UT Partners With Grammarly to Guide Effective Generative AI Use in Higher Education


The University of Texas at Austin has teamed up with Grammarly for Education, an AI-enabled writing assistant, to investigate the adoption of generative artificial intelligence in a broad academic setting.

This project, led by UT’s Office of Academic Technology and in alignment with the University’s Year of AI initiative, will be broken into two phases. First, there will be a testing phase during which students, faculty and staff will interact with Grammarly’s generative AI assistant. Faculty and staff participants will design generative AI activities relevant to their own work areas and test those activities with students and peers. Second, faculty will create more detailed lesson plans to engage students in generative AI learning activities — all vetted to meet UT’s academic standards.

“We strive to be involved in projects that will influence higher education on and beyond the Forty Acres,” said Art Markman, vice provost for academic affairs. “We are in an era with a lot of uncertainty surrounding AI and education. This is a chance to demonstrate how to use generative AI as a positive source for education, teach responsibility to our students, and engage an industry leader to improve our understanding of classroom AI.”

Grammarly’s GenAI assistant

All participants in the project will receive a short-term Grammarly for Education pilot license. Training on Grammarly for Education and the AI assistant will be provided.

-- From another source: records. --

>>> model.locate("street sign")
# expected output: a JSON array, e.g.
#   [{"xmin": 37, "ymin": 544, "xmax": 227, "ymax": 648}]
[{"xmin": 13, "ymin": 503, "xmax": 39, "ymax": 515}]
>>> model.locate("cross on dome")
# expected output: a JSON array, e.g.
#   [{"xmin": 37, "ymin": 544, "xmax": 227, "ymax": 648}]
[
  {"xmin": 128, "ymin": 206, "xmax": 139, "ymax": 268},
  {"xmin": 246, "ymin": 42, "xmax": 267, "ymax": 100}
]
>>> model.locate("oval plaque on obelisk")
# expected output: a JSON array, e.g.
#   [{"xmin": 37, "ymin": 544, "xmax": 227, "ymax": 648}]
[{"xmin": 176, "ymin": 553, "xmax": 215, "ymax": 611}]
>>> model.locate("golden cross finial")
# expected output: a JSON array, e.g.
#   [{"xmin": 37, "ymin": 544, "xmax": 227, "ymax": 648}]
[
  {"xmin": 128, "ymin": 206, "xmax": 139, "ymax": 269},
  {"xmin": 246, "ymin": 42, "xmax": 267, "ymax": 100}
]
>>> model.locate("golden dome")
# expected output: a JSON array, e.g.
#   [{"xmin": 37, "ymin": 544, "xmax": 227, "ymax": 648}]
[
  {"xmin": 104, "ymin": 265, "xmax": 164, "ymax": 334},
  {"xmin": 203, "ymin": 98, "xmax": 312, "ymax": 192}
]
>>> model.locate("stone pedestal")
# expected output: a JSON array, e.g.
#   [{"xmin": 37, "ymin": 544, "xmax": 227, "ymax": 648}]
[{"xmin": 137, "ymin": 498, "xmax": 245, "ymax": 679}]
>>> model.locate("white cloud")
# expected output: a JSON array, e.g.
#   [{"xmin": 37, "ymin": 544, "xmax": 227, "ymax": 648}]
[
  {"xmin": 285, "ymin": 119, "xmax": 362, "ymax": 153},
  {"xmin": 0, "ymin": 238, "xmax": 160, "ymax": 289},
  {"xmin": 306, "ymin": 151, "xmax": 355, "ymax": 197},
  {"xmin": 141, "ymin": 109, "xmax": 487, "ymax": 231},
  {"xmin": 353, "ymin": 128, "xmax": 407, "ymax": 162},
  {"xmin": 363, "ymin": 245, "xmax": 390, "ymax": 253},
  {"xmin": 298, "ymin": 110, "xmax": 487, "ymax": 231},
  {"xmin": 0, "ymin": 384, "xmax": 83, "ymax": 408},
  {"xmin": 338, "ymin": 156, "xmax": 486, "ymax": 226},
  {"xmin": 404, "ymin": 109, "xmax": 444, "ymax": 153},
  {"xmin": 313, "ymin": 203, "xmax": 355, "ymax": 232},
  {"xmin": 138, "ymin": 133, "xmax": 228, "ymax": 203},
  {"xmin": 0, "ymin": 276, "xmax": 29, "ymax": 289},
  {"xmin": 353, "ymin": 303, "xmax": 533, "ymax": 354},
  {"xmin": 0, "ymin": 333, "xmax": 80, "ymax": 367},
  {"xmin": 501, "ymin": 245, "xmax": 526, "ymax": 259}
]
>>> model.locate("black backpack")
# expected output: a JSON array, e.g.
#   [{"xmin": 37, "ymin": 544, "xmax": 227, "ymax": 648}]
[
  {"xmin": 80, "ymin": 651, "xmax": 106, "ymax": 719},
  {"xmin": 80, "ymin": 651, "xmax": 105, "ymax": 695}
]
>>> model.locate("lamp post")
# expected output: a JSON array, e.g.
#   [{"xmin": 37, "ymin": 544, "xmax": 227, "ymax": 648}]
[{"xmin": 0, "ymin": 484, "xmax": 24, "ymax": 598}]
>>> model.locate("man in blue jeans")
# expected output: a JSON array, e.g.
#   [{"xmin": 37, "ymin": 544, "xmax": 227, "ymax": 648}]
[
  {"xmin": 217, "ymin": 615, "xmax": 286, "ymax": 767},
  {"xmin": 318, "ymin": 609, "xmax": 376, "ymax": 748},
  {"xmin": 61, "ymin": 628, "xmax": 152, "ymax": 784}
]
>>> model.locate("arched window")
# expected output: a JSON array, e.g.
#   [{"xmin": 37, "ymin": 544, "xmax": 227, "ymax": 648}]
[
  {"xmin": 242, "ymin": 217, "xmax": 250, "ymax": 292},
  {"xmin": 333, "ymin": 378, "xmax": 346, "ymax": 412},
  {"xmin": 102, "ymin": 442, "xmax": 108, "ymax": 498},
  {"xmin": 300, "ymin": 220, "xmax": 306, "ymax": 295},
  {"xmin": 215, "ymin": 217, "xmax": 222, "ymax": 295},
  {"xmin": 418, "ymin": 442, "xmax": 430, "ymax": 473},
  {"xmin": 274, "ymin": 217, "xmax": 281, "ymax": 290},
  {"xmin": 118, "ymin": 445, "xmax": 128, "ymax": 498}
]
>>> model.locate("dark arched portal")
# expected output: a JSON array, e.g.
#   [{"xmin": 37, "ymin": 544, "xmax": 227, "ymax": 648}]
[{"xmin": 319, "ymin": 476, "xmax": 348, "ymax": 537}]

“We’re thrilled to partner with UT on such a forward-looking project,” said Mary Rose Craycraft, head of customer success at Grammarly for Education. “We know that innovating with AI while preserving academic integrity and critical thinking is a key challenge that all institutions are grappling with right now. We look forward to working with UT to develop best practices that can scale responsible AI adoption across the sector.”

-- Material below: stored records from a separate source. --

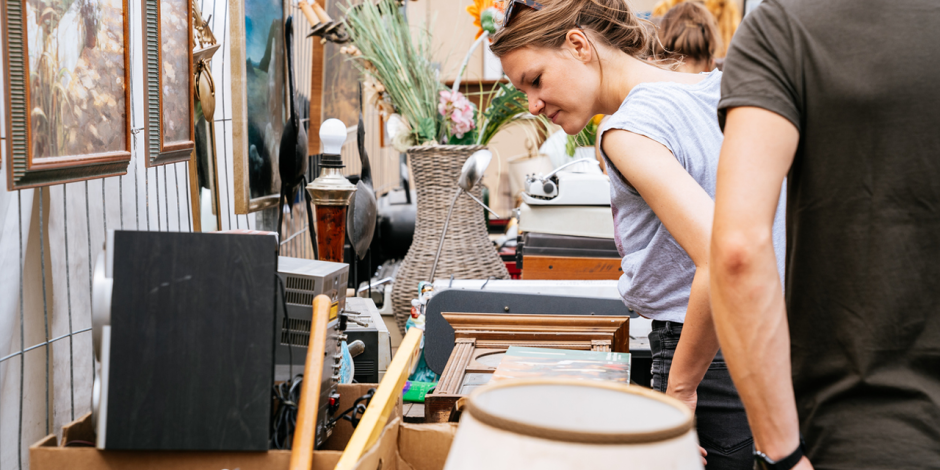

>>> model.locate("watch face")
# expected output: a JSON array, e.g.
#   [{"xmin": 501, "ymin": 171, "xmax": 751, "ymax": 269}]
[{"xmin": 754, "ymin": 450, "xmax": 776, "ymax": 470}]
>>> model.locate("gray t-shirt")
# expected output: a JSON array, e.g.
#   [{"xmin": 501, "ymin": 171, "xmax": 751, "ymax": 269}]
[{"xmin": 598, "ymin": 71, "xmax": 786, "ymax": 323}]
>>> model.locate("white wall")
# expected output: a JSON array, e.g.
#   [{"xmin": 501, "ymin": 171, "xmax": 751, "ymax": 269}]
[{"xmin": 0, "ymin": 0, "xmax": 258, "ymax": 470}]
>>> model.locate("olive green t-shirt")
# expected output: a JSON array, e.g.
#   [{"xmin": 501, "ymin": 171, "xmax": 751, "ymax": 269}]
[{"xmin": 718, "ymin": 0, "xmax": 940, "ymax": 470}]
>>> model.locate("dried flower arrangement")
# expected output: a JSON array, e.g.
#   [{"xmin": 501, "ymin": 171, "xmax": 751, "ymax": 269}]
[{"xmin": 340, "ymin": 0, "xmax": 545, "ymax": 151}]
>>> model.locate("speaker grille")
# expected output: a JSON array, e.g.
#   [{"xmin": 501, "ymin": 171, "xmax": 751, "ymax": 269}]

Projects like the Grammarly adoption are carefully assessed and vetted by the Office of Academic Technology through a Learning Technology Adoption Process (LTAP). LTAPs provide a strategic and coordinated approach to data-driven adoption of academic technology ensuring the University only adopts and promotes tools on campus that align with its principles of effective teaching. The process protects students and faculty from adopting short-term technologies or those unsuitable for information security regulations.

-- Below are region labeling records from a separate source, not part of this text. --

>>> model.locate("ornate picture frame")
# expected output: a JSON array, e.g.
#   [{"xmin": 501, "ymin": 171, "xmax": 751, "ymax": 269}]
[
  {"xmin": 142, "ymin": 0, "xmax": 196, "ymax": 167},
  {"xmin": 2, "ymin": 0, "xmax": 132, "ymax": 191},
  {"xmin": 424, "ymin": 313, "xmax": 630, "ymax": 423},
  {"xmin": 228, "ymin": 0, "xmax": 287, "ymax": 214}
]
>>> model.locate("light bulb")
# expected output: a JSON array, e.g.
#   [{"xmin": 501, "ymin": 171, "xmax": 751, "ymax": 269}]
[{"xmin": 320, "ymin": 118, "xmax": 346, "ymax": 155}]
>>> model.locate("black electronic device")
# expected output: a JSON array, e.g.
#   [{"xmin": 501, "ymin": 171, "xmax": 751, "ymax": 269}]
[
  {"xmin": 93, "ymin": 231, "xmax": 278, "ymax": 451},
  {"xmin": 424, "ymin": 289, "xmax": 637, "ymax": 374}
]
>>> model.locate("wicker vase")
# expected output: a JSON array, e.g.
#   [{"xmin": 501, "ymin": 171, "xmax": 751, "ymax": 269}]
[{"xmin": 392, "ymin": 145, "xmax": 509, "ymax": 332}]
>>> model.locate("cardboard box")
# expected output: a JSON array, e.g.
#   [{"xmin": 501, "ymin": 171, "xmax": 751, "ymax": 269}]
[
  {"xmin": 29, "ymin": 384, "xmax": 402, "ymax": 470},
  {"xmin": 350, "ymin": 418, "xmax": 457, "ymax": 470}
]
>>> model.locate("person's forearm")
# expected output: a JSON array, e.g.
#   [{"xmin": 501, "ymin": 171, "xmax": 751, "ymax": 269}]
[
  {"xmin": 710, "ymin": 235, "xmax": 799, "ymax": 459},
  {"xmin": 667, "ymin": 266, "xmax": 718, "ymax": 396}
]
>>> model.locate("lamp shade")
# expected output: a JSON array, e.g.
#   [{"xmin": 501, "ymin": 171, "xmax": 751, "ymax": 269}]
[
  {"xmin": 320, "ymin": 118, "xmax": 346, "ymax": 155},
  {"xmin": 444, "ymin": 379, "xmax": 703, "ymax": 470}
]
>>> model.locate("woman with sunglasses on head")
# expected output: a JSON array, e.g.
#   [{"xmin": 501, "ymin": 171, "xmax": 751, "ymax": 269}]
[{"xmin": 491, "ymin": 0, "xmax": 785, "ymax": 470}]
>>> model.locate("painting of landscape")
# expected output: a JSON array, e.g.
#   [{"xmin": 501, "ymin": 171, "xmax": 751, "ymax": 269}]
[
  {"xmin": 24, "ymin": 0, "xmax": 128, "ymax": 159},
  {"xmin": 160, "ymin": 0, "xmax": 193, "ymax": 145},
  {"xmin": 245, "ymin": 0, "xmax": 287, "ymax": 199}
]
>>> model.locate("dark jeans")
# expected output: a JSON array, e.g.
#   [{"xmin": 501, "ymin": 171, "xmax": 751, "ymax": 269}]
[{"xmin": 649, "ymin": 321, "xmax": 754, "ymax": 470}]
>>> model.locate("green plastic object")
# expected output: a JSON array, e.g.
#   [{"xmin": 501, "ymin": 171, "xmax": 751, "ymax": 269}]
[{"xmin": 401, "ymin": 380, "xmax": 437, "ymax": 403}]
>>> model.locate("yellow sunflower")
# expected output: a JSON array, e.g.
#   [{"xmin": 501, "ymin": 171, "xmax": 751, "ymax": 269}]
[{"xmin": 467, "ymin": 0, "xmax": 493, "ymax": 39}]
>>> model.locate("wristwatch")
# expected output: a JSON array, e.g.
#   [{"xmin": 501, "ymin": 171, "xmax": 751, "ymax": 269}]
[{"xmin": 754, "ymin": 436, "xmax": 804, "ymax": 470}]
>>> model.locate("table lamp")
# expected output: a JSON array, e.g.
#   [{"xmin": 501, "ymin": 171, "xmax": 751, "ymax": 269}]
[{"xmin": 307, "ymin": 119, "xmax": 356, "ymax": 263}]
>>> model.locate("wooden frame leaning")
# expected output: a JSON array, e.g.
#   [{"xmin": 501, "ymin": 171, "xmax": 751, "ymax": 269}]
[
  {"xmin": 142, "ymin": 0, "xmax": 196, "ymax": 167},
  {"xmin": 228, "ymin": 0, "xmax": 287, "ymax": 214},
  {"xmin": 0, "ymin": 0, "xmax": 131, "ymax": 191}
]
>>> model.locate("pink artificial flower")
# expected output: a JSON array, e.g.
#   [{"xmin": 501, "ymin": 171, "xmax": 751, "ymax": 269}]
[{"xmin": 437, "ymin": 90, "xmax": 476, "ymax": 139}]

Ultimately, the University’s coordination and partnership with emerging learning technology platforms leads to decisions that are in the best interest of students, staff and faculty. By collaborating with those who will be using generative AI tools most through case studies and active feedback, the Office of Academic Technology aims to engage in both AI-forward and AI-responsible teaching and learning at UT Austin.

“Our primary generative AI strategy is to use evidence-based decision-making to drive effective, forward and responsible AI use in ways that advance the teaching and learning mission of the University,” said Julie Schell, assistant vice provost of academic technology. “We are very excited to work with Grammarly to engage the UT community and create generative AI activities and lesson plans vetted by UT faculty, staff and students that can be scaled with any generative AI tool.”